CEO, Joseph Enterprises | Popularized the Chia Pet | Class of 1955

After 63 years, the alum who gave us the Chia Pet — and that catchy commercial jingle (Ch-Ch-Ch-Chia) — finally got to walk across the stage and receive his diploma.

Back in 1955, just weeks before Joe Pedott and his friends were to participate in their own commencement ceremony at the UI, he learned he was actually three hours short of a degree.

So it was off to summer school, not the commencement stage that year. And while he did graduate that summer, he never got to attend the ceremony.

“It was very disappointing when I found out that my advisor gave me the wrong schedule,” Pedott says. “I found out I needed three more hours. I was taking 12 hours at the time, and even taking a class without course credit. I was so disappointed.”

His journey through the UI was unique. Pedott started classes when the Chicago campus was based out of the Navy Pier, where students could go into a two-year undergraduate program. Pedott spent his freshman year there before transferring to the Urbana-Champaign campus.

During his junior year, he opened his own advertising agency — in part because of the advice an ad man working with NBC gave Pedott and friend Darrel Peters: All you need to start an agency is a business card.

“We took him seriously,” Pedott says.

And that’s how Pedott & Peters began, with the two writing and producing their own commercials. Struggling to pay his $64-a-semester tuition by working odd jobs when he started, Pedott and Peters were each making about $10,000 annually by the end of his junior year.

Five days out of the week, they’d attend class. Then, every Friday, they’d hit the road to Chicago, working for their clients through the weekend before heading back to Champaign at 5 a.m. every Monday.
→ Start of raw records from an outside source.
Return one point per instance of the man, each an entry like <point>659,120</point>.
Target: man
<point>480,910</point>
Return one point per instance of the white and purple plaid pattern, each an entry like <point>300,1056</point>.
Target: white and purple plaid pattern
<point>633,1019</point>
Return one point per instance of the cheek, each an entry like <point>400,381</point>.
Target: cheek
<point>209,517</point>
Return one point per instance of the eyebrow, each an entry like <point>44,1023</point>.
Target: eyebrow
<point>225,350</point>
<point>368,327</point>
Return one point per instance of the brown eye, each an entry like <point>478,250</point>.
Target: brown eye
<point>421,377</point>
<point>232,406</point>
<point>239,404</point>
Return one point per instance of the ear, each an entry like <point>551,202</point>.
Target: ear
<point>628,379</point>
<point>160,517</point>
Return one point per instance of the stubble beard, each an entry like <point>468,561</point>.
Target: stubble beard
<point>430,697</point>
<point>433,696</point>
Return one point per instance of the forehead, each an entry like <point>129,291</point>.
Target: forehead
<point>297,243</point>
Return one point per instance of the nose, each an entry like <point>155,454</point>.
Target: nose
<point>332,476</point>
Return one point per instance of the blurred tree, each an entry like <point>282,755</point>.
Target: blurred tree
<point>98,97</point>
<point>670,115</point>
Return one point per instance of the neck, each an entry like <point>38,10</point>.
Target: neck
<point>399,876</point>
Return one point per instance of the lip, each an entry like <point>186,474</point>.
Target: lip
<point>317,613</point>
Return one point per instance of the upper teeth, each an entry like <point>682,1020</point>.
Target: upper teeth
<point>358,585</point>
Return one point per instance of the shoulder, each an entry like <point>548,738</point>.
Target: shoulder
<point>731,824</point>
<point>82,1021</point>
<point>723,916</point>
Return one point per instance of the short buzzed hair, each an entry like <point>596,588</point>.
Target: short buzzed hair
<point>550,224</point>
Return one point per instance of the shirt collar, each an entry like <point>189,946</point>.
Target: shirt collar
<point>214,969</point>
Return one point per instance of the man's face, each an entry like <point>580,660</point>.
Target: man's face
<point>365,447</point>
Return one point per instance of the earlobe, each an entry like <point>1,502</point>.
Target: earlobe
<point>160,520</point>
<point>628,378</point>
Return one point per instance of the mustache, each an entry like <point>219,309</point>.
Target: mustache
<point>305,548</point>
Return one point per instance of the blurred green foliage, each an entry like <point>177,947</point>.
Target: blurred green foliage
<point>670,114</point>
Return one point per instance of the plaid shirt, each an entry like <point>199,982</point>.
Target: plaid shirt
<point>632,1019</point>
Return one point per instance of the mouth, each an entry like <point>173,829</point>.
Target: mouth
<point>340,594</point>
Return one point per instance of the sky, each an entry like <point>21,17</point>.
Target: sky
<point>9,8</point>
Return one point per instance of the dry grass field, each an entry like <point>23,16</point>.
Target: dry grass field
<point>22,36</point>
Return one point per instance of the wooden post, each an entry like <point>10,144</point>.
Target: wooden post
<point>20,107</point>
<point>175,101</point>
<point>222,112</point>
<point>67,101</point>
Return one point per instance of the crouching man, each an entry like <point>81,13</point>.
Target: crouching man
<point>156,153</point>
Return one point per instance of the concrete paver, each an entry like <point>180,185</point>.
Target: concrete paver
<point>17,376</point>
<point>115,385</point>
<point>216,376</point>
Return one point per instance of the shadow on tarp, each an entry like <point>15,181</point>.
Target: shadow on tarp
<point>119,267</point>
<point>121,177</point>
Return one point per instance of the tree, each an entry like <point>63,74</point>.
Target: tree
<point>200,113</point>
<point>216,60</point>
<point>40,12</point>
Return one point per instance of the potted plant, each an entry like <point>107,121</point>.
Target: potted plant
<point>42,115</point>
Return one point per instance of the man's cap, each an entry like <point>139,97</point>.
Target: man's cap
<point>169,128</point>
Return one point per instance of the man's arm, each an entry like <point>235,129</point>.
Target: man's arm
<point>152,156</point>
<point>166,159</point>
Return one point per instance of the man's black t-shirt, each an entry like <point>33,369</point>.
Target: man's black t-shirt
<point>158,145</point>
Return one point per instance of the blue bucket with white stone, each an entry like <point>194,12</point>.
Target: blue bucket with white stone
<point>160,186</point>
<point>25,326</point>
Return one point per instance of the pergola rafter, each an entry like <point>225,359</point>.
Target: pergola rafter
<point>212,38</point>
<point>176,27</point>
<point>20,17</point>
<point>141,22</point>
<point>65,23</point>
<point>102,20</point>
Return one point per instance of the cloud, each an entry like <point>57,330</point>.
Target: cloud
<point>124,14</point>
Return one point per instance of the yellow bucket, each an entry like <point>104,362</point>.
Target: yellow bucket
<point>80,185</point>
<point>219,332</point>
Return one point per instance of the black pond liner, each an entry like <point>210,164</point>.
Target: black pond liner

Then Pedott got an unusual proposition from one of his professors, Charles Sandage, who would go on to found the UI’s advertising department.

“He knew what I was doing, and he asked if I could teach an Advertising 101 course,” Pedott says. “This was the same professor who once gave me a C on a test because he expected more out of me.”

After finishing college, Pedott dove straight into the advertising world, opening the San Francisco-based Joseph Enterprises Inc. in 1966. Eleven years later, he was back in Chicago at a housewares show when he learned about Chia Pets.

“I talked to the head buyer there in about February and asked what had sold best on Christmas,” he says. “And the guy that was running it was a Chicagoan. So I approached on behalf of the agency, and he told me he was losing $1 on every sale.”

A year later, Pedott bought Chia Pets at an offer that was twice the amount of a competitor. He changed everything except the name — the packaging, the seeds, the look and, of course, that famous catchphrase.

Now, Pedott has dedicated his life himself to giving back. He notes noted that when he attended the UI, tuition was $64 a semester. It was a scholarship and guidance that got him through college, but he said it’s much more difficult for a person as poor as he was to go to college today.

So he started Illinois Promise, a scholarship awarded to newly admitted students at the UI who have the most need for financial aid. It’s designed to cover tuition, fees, room and board, and books and supplies.

The funds come from a combination of grants, Pedott’s and others’ donations and some student loans. There are over 1,100 I-Promise students currently enrolled at the UI. He met with some of them when he returned in May 2018 to walk at the graduation ceremony he missed out on six decades earlier.

His advice for the Class of 2018? “Always believe in yourself. Take risks, there’s no bottom, just go for it. If you believe and work 25 hours a day, eight days a week, you can do anything.

“And never lie. Just tell the truth. Truth is a constant.”